MIC19 protein causes mitochondrial cristae formation and remodels liver energy metabolism protecting against diet-induced obesity

The liver responds to nutrient changes coordinating glucose and lipid energy metabolism. This response involves architectural remodeling of the mitochondrial organelle, which is crucial to maintain metabolic and bioenergetic homeostasis. However, what signals control cristae formation upon nutrient fluctuations and the impact on hepatic and whole-body energy metabolism is not well understood.

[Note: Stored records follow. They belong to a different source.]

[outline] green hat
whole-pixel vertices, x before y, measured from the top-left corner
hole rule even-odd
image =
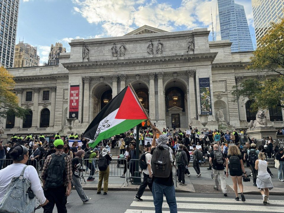
[[[62,139],[57,139],[53,142],[53,145],[56,147],[57,147],[57,146],[59,145],[62,145],[63,146],[63,145],[64,145],[64,143],[63,142]]]

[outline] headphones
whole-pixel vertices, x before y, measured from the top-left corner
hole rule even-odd
[[[17,160],[18,161],[20,161],[24,159],[24,156],[25,155],[25,154],[24,154],[24,148],[25,148],[25,147],[22,145],[18,145],[17,146],[16,146],[15,148],[17,146],[20,146],[22,148],[22,153],[17,157]],[[26,149],[27,148],[26,148]],[[18,151],[20,151],[20,150]]]

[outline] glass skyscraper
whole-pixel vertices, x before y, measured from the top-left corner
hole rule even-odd
[[[0,0],[0,66],[12,67],[19,0]]]
[[[217,0],[217,40],[230,40],[232,52],[253,50],[243,6],[234,0]]]
[[[259,40],[269,29],[270,22],[277,22],[283,17],[284,0],[252,0],[255,37],[257,46]]]

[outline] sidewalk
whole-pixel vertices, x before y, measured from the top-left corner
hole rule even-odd
[[[208,164],[208,162],[206,163],[206,164]],[[194,169],[192,167],[190,167],[189,171],[191,176],[189,178],[186,176],[185,177],[185,183],[188,184],[188,185],[182,186],[179,185],[178,183],[176,191],[222,193],[220,186],[219,186],[219,190],[218,191],[213,188],[214,182],[211,177],[211,171],[207,170],[207,168],[208,165],[206,167],[201,167],[201,176],[197,178],[196,176],[196,174]],[[250,174],[250,169],[246,167],[245,168],[247,173],[248,174]],[[123,167],[122,168],[120,169],[123,169]],[[274,175],[272,179],[274,188],[270,191],[270,194],[273,195],[284,195],[284,182],[280,181],[278,179],[278,170],[273,168],[271,168],[270,170]],[[174,175],[175,175],[174,174]],[[96,190],[99,178],[97,176],[95,177],[96,178],[93,181],[87,182],[85,183],[84,181],[83,181],[82,185],[84,189]],[[250,182],[243,182],[244,193],[246,194],[258,194],[259,193],[258,189],[257,187],[253,185],[252,177],[250,177],[249,178],[251,179]],[[227,185],[227,193],[234,193],[233,189],[233,182],[230,177],[229,176],[228,178],[225,177],[225,179]],[[85,178],[85,180],[86,179],[86,178]],[[138,190],[139,185],[133,185],[130,183],[128,186],[127,186],[127,183],[125,187],[125,180],[124,178],[119,177],[109,177],[109,179],[108,190],[125,191]],[[219,181],[219,183],[220,182]],[[239,190],[239,189],[238,189],[238,190]]]

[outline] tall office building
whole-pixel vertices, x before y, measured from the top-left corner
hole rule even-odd
[[[59,55],[62,52],[66,52],[66,48],[63,47],[62,44],[59,42],[55,43],[55,46],[51,45],[50,51],[48,57],[48,65],[56,65],[59,63]]]
[[[0,66],[13,67],[19,0],[0,1]]]
[[[20,41],[16,46],[14,67],[35,67],[39,65],[37,48],[29,44]]]
[[[216,39],[229,40],[232,52],[254,50],[243,6],[234,0],[217,0]]]
[[[270,22],[277,22],[284,15],[284,0],[252,0],[251,4],[258,47],[260,39],[269,29]]]

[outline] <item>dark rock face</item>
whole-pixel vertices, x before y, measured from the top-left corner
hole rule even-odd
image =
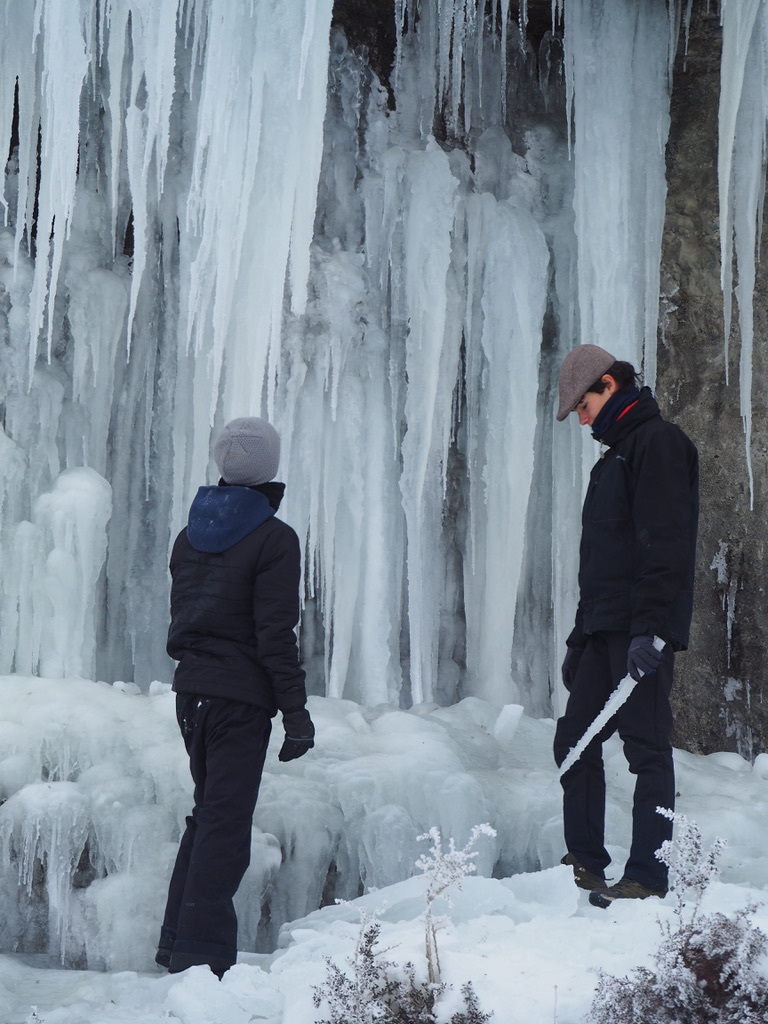
[[[552,28],[550,0],[529,0],[534,50]],[[513,12],[514,13],[514,12]],[[365,46],[386,81],[395,43],[394,0],[336,0],[334,20]],[[752,395],[752,489],[739,413],[737,306],[728,351],[720,287],[718,206],[719,15],[694,5],[687,55],[681,38],[668,144],[656,391],[664,414],[696,443],[701,515],[690,650],[673,694],[676,745],[696,753],[768,750],[763,698],[768,649],[765,501],[768,498],[768,275],[758,267]]]
[[[668,317],[659,336],[657,390],[666,414],[698,446],[701,469],[696,609],[690,650],[677,663],[675,741],[700,753],[735,750],[755,757],[768,748],[763,699],[768,420],[761,385],[768,281],[758,267],[751,508],[735,324],[728,383],[723,339],[717,175],[721,37],[717,14],[701,5],[691,22],[687,58],[681,40],[675,69],[662,258]],[[734,319],[736,312],[734,301]]]

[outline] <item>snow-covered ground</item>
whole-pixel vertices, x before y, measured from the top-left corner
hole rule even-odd
[[[150,696],[131,690],[0,680],[0,937],[6,950],[31,948],[47,928],[50,949],[47,958],[0,956],[3,1024],[312,1024],[327,1015],[312,1004],[325,957],[345,968],[360,910],[380,919],[386,958],[410,961],[424,976],[425,880],[414,864],[427,852],[417,837],[432,825],[458,846],[475,824],[487,821],[498,833],[479,838],[478,874],[465,880],[454,905],[435,906],[451,986],[445,1021],[471,981],[499,1024],[575,1024],[588,1014],[596,969],[625,975],[649,964],[660,924],[673,920],[672,897],[594,908],[559,865],[552,721],[474,699],[402,712],[312,698],[315,750],[281,765],[276,737],[270,749],[254,864],[241,894],[239,964],[221,982],[204,968],[170,977],[152,957],[190,786],[172,694],[163,686]],[[731,912],[765,899],[768,756],[751,766],[732,754],[677,752],[676,763],[678,810],[698,823],[705,846],[716,837],[728,842],[706,908]],[[617,876],[632,779],[615,740],[606,765]],[[360,878],[367,892],[306,912],[324,886],[329,898],[331,878],[337,895],[354,897]],[[288,923],[274,952],[249,952],[270,941],[257,927],[266,890],[273,918]],[[47,905],[47,922],[34,900]],[[768,909],[759,907],[753,921],[768,931]],[[59,953],[101,969],[61,970]]]

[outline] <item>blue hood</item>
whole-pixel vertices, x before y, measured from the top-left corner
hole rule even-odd
[[[228,551],[274,515],[265,495],[250,487],[201,487],[189,508],[186,537],[196,551]]]

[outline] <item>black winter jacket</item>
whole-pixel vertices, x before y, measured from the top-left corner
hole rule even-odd
[[[282,485],[267,487],[279,505],[273,493]],[[265,493],[201,487],[173,546],[171,575],[174,690],[241,700],[270,715],[304,707],[294,633],[299,541],[274,517]]]
[[[600,438],[582,513],[580,601],[567,643],[617,630],[688,646],[698,455],[648,388]]]

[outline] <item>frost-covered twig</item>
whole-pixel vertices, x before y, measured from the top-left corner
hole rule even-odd
[[[424,944],[427,955],[427,972],[432,984],[440,980],[440,958],[437,952],[437,934],[432,915],[432,904],[438,896],[442,896],[449,906],[453,906],[453,898],[449,890],[461,890],[463,880],[477,870],[474,859],[477,851],[473,851],[480,836],[496,836],[496,829],[489,824],[475,825],[469,841],[461,850],[456,849],[453,839],[449,840],[449,849],[442,849],[442,837],[439,829],[432,825],[429,831],[419,836],[419,840],[431,840],[429,851],[419,857],[416,866],[427,880],[427,891],[424,894],[426,907],[424,910]]]

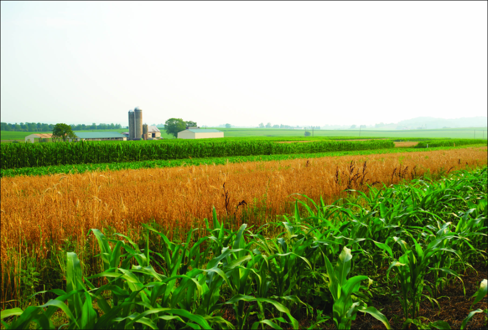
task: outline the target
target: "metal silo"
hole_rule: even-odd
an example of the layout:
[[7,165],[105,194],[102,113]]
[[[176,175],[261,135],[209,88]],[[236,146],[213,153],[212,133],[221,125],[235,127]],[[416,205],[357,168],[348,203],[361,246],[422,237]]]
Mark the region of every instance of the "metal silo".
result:
[[143,139],[145,141],[147,140],[147,134],[148,134],[148,129],[147,129],[147,124],[144,124],[142,125],[142,136]]
[[135,136],[134,139],[139,140],[142,139],[142,110],[139,108],[139,106],[136,106],[134,109],[134,115],[135,117],[134,127],[135,128],[134,132]]
[[129,140],[133,140],[135,138],[135,117],[134,111],[129,110]]

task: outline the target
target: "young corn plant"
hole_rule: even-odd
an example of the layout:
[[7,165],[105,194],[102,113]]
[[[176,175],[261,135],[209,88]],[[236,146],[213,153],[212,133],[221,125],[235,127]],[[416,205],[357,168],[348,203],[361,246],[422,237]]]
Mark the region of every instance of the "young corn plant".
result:
[[354,302],[354,295],[362,288],[361,283],[371,280],[366,276],[356,276],[347,279],[351,270],[351,251],[344,248],[339,256],[339,260],[334,267],[327,257],[326,264],[327,274],[324,279],[334,298],[333,314],[334,323],[340,330],[351,328],[351,322],[356,319],[358,312],[368,313],[381,321],[387,329],[391,329],[390,323],[385,315],[374,307],[367,307],[360,301]]
[[[424,290],[426,289],[429,291],[430,296],[432,295],[430,287],[425,282],[427,274],[439,270],[455,276],[460,280],[455,272],[448,268],[429,267],[434,257],[443,252],[457,254],[455,250],[443,244],[446,241],[458,238],[453,235],[443,236],[429,243],[425,250],[422,249],[422,246],[413,237],[411,237],[414,243],[413,249],[406,242],[398,237],[394,237],[390,240],[389,241],[397,243],[400,246],[403,255],[398,260],[394,260],[392,262],[387,272],[387,278],[389,279],[390,272],[392,270],[394,270],[397,274],[401,288],[401,295],[398,297],[398,299],[403,308],[407,323],[412,323],[414,320],[418,317],[420,303],[423,299],[428,299],[432,304],[432,307],[434,302],[439,305],[436,299],[424,294]],[[388,242],[387,240],[387,244],[376,243],[376,245],[386,251],[390,257],[393,259],[393,253],[391,248],[388,245]]]

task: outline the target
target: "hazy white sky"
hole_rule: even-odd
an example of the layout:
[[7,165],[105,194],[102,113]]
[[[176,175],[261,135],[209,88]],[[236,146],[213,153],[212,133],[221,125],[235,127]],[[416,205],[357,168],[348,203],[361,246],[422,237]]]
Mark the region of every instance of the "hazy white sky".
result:
[[1,121],[486,116],[487,3],[2,1]]

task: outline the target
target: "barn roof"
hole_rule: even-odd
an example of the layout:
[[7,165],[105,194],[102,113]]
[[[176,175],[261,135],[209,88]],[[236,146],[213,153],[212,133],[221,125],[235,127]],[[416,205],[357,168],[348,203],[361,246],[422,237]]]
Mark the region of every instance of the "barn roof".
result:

In this study, through proteomics analysis using different mice liver strains (in collaboration with the Gygi lab) we identified that fasting induces protein amounts of MIC19, which is a subunit of the MICOS cristae organizing complex. Expression of MIC19 in the liver causes cristae formation and enhanced mitochondrial respiration promoting energy expenditure and, surprisingly pedestrian locomotion. MIC19 causes walking locomotion through changes in redox status that increased activity of UPP2 through cysteine modifications, converting uridine to uracil. Uracil function as a signal, likely acting in the brain, to promote locomotion. Selective increases of mitochondrial cristae in liver are sufficient to control energy balance and walking activity providing beneficial effects on obesity and related complications.